Have a question? Connect with the community at the TensorFlow Forum Visit Forum

text.normalize_utf8_with_offsets_map

Normalizes each UTF-8 string in the input tensor using the specified rule.

Returns normalized strings and an offset map used by another operation to map post-normalized string offsets to pre-normalized string offsets.

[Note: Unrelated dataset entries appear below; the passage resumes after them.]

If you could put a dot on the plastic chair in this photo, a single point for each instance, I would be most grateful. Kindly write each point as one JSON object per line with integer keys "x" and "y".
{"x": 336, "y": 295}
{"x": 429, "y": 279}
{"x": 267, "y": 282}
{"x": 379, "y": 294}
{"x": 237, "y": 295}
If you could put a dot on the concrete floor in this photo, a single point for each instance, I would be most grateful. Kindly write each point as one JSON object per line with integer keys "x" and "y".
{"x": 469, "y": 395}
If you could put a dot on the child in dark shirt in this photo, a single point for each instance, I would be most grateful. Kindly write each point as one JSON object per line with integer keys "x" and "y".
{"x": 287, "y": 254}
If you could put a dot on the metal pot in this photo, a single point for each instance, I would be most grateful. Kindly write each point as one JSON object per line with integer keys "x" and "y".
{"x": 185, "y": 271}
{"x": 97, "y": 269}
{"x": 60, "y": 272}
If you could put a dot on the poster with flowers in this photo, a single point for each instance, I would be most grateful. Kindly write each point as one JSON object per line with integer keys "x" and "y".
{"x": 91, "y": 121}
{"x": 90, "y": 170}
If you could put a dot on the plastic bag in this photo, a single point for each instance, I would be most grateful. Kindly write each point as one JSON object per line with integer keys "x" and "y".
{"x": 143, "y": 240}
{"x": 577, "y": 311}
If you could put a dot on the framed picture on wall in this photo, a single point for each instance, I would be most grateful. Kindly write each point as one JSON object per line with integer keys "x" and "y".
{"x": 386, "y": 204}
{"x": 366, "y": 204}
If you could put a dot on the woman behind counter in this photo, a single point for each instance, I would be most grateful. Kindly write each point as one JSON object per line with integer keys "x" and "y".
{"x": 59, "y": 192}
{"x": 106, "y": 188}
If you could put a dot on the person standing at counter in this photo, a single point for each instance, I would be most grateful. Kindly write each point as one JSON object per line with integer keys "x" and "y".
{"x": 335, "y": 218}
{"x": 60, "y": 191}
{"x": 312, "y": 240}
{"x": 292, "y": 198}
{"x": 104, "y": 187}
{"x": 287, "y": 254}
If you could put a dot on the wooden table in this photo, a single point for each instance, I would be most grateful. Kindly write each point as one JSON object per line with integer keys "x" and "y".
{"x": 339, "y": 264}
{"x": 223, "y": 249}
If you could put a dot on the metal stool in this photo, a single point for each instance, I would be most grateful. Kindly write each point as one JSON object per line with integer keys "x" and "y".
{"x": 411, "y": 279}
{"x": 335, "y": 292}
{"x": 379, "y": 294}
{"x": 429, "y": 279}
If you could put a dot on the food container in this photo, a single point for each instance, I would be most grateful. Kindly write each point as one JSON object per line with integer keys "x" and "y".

See http://unicode.org/reports/tr15/

Examples:

# input: <string>[num_strings]
normalize_utf8_with_offsets_map(["株式会社", "KADOKAWA"])
# output: <string>[num_strings], <variant>[num_strings]
NormalizeUTF8WithOffsetsMap(output=<tf.Tensor: shape=(2,), dtype=string,
numpy=
array([b'\xe6\xa0\xaa\xe5\xbc\x8f\xe4\xbc\x9a\xe7\xa4\xbe', b'KADOKAWA'],
      dtype=object)>, offsets_map=<tf.Tensor: shape=(2,), dtype=variant,
      numpy=<unprintable>>)

input A Tensor or RaggedTensor of type string. (Must be UTF-8.) normalization_form: One of the following string values ('NFC', 'NFKC', 'NFD', 'NFKD'). Default is 'NFKC'. NOTE: NFD and NFKD for normalize_utf8_with_offsets_map will not be available until the tf.text release w/ ICU 69 (scheduled after 4/2021).
name The name for this op (optional).

A tuple of (results, offsets_map) where:
results A Tensor or RaggedTensor of type string, with normalized contents.
offsets_map A Tensor or RaggedTensor of type variant, used to map the post-normalized string offsets to pre-normalized string offsets. It has the same shape as the results tensor. offsets_map is an input to find_source_offsets op.